The incident happened at summer camp.  The boy belonged to a neighboring, all-boys camp.  Neither she nor her assailant had any business exploring so deep into the woods.  They stumbled upon one another entirely by accident, although Becky was never convinced that it was coincidence that he called her that same horrible name.  Her mother assured her with tears in her own Asian eyes that ‘China doll’ was a common enough expression among occidentals. 

Becky had little memory of that summer.  Terrified by the prospect of Mr. Peter's spirit following her throughout her life and attacking again and again from the shadows, she retreated from the world with renewed passion and determination.  Helpless and desperate to save their daughter's sanity, her parents put her in a hospital ward for crazy kids.  During that same year, Bobby Randolph was readmitted to a hospital for children with cancer.  He went in, and never came out.

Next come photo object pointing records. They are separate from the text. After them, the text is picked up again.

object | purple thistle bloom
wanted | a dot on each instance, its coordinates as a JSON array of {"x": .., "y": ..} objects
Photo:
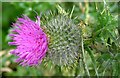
[{"x": 30, "y": 40}]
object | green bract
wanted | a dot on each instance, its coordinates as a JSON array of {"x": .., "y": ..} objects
[{"x": 64, "y": 40}]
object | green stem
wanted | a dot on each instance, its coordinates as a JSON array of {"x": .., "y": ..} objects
[{"x": 83, "y": 58}]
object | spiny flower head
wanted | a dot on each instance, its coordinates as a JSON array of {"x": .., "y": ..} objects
[
  {"x": 64, "y": 40},
  {"x": 30, "y": 40}
]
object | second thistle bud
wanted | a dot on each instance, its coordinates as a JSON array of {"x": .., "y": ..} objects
[{"x": 64, "y": 41}]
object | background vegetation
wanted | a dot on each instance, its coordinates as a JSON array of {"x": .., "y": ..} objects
[{"x": 100, "y": 34}]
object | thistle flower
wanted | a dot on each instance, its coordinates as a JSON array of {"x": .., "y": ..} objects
[
  {"x": 64, "y": 40},
  {"x": 30, "y": 40}
]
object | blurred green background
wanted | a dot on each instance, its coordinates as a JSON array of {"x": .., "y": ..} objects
[{"x": 100, "y": 33}]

Her parents rushed her to the hospital to see Bobby one last time.  It was his dying wish to see her again, to say good-bye to his best friend ever.  But they were too late.  They were putting a sheet over his face when Becky blundered into the room.  They dragged her screaming all the way back to her own special hospital. 

It was then that she turned into a vegetable.  She overheard the reference often enough through her mental fog of apathy.  "Becky's turning into a vegetable!"  Dimly, it amused her.  She thought it appropriate that she should have a choice of the vegetable she was to become.  She chose a turnip.  Turnips were rather unpopular.  As a turnip, perhaps they would quit fussing over her so much.

It was her doctor, young and handsome Dr. Michael Oppenmeier, who suggested a desperate, last-ditched effort to wean her back to reality.  Otherwise, her withdrawal would become a mindset and doom her forever to an autistic existence.  They took her out of the hospital.  They gave her drugs that made her too alert to space out and daydream.

And they enrolled her in Armstrong High.

"Becky," Randolph's ghost said gently.  "What are you doing?"

She smiled.  She was daydreaming regardless.  She floated far above the desolate landscape.  The wind carried her like a lost children's balloon.

Bobby's pale figure was falling away below and behind her.  "Come with me," she said with her eyes on the distant horizon.  "Let's just float forever and never go back."

Bobby was falling away more rapidly now.  "I can't, Becky.  I'm only here because of you, and you won't listen to me."

Becky held out her arms and sailed through the gray skies.  "I'm like you now!  I'm a ghost, too!"

He looked up at her sadly, slowly loosing altitude.  He was being dragged feet first by an invisible force toward the cemetery.  Alarmed, Becky dove after him, remembering that Bobby, too, was helpless against the cruel forces of the world.

"Don't worry!" Becky cried.  "I'll go with you!  We'll be together always!"

With his arms stretched out to her, Bobby was pulled into the ground.  Becky tried to follow him in.  Her feet struck earth and sent her tumbling painfully across the cold ground.  She banged her head against a tombstone and looked up, bewildered.

Robert Randolph it read.  2095-2107 A.D.  Beneath the date was engraved a hand upon a hand.  One of those hands belonged to Bobby.  The other, she remembered, was an imprint of hers.

Sobbing, grieving her loss, Becky Marple tried to claw her way screaming into the earth with her bare fingers.